Your R&B influences really set you apart. Who are some of your influences from that genre?
I was a big music fan, but I never bought a bunch of records or was very educated, I guess, on who was who or what was what. But I knew songs that I really liked and I’d track ‘em down one way or the other. From the pop side, people like Usher, and when they first came out, I listened to guys like K-Ci and JoJo, that ‘90s R&B thing really caught my ear. R Kelly … Ginuwine, 112. I can’t remember some of the other guys’ names. The other night we had ‘90s R&B night at the house in the kitchen and we just went back and forth playing old R&B songs. It really came and went.
"Some artists started putting out songs on the radio that started to break down some boundaries and sort of opened up that door again with me, where it was like, I can maybe still be an artist and do the music and fit it in with the genre of country now that the gates are sort of widening."
As a new artist, one who is releasing his first few singles, can you introduce an R&B vibe like you find on ‘Saturday Night’ from your ‘Between the Pines’ album?
I don’t know. I’m not really sure who the gatekeepers for that sort of thing are. I don’t know if it’s the people, or if it’s maybe … I’m not really sure on that.
Obviously, I love country music, so I wanna be able to live in the country music genre and then play to country music fans. So hopefully they’re the ones who will decide. ‘Saturday Night’ is one of those ones that’s on the fringe.

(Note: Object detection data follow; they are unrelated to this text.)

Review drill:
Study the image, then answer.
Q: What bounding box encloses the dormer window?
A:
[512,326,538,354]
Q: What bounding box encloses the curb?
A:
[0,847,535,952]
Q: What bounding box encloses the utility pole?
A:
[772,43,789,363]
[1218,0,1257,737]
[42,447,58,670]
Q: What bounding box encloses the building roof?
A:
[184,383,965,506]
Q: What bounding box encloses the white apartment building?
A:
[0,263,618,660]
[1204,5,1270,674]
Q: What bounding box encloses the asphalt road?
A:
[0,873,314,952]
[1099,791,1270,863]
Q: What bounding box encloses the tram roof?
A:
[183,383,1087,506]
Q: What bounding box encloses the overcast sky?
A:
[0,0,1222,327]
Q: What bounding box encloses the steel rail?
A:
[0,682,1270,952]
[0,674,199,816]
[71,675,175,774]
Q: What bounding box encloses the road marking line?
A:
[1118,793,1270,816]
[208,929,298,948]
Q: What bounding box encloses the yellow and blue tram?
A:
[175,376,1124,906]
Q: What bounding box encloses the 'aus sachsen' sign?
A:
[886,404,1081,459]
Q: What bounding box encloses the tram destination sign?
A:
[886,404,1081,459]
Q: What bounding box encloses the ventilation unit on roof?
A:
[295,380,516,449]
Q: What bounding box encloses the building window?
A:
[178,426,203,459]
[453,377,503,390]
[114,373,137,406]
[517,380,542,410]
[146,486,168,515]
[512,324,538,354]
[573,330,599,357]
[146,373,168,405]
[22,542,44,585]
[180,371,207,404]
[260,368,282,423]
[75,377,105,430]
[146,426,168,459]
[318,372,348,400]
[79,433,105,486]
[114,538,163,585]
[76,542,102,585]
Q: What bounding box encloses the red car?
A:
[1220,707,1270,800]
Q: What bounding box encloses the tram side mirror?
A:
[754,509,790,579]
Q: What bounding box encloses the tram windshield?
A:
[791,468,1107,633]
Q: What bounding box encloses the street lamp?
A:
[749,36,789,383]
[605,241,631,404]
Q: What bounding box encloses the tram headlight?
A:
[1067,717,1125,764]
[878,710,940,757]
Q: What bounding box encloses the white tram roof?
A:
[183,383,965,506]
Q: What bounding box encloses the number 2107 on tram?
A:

II like the rap thing (of ‘Saturday Night’). Just the phrasing of it is how I naturally hear lyrics come out. More words, it’s just like an instrument, like a drum almost. It’s percussive. Not necessarily the attitudes of rap music, but the musical elements of it.
Is that beat boxing? Is someone beat boxing in that song?
Yeah, it actually is. I think you’re the first person that’s noticed that. We really made that mixtape on the spot, so we wanted to change the beats and the different drums on the different songs. So one day we just sort of recorded a beat box thing into a microphone and Zach, the guy who I work with, he’s good at looping it and changing it and tweaking it and turning it in to its own sound.
Are you a better songwriter or quarterback?
I don’t know. I feel like at this point, I’m not sure how much of my quarterback ability I have. But we’ll still get out and play a little big sometimes. And the songwriting thing, hopefully I have a long way to go to get to where I would like to be.